We also know that women are the gateways to their communities. Around the world, women are primarily responsible for managing water, nutrition, household resources, and accessing health services for their families. Many of them are closely involved in providing health care for those around them. So by improving the health of women, we can also improve the health of the communities in which they live.

For example, through the U.S. government’s AIDS program, PEPFAR, we fund women’s groups for HIV-positive mothers. A typical success story is that of a woman named Stella who joined one of these groups in Abuja, Nigeria while she was pregnant. Thanks to the group, she was able to get the right antenatal care and have a healthy child. Later, she had a second healthy child, and by this time, Stella had become a group leader. She was able to educate her peers about the steps they needed to take to protect themselves and their children – advice that was much more effective coming from Stella than it would have been from an aid worker.

So by supporting one woman in her own desire to stay healthy, the health of dozens of Nigerians was improved. That’s a modest, but a very high-yield investment, and it’s the promise of the goals the global community committed ourselves to in 2000, and that we recommit ourselves to today.

As we look ahead to the Millennium Development Goals summit this fall, goal-setting and mutual accountability are also important. There are some signs of progress on global health. A recent Lancet article suggests that in many parts of the world, we are doing a better job saving women’s lives. The latest reporting by the UN indicates that we are also making progress in halting and beginning to reverse the spread of infectious diseases such as HIV/AIDS, tuberculosis and malaria.
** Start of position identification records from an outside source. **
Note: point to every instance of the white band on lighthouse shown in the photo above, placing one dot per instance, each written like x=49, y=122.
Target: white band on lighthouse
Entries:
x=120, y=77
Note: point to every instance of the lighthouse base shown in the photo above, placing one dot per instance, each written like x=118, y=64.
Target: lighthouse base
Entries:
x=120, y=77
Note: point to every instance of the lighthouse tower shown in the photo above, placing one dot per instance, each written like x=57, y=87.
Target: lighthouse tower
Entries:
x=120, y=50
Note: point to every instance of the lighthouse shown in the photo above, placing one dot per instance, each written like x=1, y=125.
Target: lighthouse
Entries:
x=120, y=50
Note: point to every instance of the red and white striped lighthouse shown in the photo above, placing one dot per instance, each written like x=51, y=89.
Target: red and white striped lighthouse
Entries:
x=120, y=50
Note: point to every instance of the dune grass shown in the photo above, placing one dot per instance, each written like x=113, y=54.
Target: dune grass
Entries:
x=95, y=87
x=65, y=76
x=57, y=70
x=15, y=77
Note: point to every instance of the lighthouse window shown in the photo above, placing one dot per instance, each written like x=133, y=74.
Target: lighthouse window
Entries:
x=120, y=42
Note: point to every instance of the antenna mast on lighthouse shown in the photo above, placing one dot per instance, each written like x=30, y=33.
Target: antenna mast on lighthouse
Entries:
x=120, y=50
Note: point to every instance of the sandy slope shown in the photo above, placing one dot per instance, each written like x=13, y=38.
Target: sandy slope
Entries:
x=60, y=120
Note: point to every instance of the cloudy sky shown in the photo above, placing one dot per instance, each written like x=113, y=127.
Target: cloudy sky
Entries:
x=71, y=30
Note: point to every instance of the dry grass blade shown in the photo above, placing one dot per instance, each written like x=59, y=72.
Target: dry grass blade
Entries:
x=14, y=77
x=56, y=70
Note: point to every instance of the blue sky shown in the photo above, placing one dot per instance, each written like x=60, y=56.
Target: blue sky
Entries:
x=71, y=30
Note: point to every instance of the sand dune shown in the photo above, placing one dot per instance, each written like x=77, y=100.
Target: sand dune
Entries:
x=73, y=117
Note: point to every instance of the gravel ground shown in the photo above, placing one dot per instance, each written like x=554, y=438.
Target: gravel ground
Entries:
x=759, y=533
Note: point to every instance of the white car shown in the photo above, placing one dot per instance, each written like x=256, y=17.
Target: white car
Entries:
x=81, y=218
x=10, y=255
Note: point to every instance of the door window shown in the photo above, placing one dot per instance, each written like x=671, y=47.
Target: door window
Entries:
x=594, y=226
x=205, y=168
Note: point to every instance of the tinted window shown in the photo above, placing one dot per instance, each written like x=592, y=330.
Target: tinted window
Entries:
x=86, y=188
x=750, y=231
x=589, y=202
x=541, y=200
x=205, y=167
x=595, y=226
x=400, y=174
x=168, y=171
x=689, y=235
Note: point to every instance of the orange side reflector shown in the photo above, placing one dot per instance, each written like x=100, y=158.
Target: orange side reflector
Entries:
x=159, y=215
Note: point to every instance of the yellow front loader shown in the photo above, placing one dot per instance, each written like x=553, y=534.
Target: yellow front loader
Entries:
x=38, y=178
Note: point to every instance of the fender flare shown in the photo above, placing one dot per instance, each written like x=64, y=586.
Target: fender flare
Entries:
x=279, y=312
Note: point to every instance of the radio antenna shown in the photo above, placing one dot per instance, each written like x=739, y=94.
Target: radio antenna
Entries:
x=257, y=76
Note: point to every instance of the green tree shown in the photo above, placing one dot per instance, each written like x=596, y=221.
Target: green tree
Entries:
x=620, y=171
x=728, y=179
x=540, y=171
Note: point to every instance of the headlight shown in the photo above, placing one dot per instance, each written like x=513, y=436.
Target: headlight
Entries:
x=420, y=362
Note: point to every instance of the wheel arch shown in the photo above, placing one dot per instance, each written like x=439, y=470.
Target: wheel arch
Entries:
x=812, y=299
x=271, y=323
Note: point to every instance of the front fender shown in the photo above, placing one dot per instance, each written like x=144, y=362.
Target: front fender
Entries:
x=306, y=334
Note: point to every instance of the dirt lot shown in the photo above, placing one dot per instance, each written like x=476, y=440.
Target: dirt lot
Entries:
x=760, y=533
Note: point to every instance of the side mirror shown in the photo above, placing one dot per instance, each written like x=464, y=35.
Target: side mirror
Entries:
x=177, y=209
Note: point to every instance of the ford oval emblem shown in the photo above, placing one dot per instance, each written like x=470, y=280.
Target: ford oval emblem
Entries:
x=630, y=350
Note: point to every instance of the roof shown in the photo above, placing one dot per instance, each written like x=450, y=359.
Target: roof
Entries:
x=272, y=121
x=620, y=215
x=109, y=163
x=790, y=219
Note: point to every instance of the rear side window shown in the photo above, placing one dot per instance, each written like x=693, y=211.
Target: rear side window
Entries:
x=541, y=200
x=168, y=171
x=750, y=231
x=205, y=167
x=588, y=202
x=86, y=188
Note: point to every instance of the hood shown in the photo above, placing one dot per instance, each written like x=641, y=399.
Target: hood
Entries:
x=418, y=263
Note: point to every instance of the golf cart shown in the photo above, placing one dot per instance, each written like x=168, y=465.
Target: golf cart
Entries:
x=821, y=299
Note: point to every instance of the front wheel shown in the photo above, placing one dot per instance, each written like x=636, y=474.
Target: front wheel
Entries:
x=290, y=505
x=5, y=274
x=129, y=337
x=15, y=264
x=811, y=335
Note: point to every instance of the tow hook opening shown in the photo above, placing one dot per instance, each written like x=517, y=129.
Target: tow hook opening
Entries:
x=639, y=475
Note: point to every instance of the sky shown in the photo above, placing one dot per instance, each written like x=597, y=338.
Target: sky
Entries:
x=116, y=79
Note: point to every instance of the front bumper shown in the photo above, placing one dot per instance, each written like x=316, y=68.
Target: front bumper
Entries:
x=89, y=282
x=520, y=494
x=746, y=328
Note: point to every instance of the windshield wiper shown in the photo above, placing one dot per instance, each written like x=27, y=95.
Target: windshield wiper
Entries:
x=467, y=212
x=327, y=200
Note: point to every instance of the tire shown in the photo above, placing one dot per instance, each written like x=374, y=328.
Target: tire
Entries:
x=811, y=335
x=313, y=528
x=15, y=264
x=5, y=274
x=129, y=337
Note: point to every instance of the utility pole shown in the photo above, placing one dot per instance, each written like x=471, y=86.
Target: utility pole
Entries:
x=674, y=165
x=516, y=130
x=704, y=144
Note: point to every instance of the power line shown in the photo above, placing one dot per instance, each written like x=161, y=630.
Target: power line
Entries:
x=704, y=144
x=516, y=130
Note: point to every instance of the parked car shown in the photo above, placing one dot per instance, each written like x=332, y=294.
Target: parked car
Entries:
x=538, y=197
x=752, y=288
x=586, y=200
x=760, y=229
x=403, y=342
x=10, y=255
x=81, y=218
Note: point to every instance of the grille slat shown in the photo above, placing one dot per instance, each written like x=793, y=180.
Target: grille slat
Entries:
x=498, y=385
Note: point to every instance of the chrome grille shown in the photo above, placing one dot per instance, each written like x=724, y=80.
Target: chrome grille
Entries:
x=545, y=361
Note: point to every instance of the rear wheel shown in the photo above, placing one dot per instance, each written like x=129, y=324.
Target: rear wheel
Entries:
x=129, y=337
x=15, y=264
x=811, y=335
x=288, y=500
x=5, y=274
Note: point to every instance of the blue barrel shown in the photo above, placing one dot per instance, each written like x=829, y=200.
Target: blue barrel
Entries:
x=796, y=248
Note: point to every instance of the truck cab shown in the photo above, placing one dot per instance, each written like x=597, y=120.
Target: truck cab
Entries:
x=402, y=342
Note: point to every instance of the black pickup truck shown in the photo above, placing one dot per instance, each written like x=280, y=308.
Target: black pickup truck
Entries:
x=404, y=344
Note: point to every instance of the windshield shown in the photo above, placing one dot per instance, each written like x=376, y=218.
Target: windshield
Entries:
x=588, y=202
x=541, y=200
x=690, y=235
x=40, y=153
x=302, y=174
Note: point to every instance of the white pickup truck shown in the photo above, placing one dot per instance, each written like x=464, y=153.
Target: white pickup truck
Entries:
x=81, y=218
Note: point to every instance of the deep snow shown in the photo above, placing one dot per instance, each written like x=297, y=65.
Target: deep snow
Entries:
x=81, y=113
But there is a lot of work left to be done if we are going to reach the Millennium Development Goals for reducing child mortality, improving maternal health, and combating diseases like HIV/AIDS, malaria and TB. We can’t be satisfied with the status quo. We need to escalate our efforts and accelerate sustainable progress.

This is our time. Your presence in this room shows the breadth of our shared commitment. By working together, we can build and sustain the progress we’ve made towards an integrated approach to global health that helps us achieve our shared goals. Over the next few years, we have a remarkable opportunity to help tens of millions of people around the world live healthier lives and reach their full potential. We believe the Global Health Initiative is a step in that direction.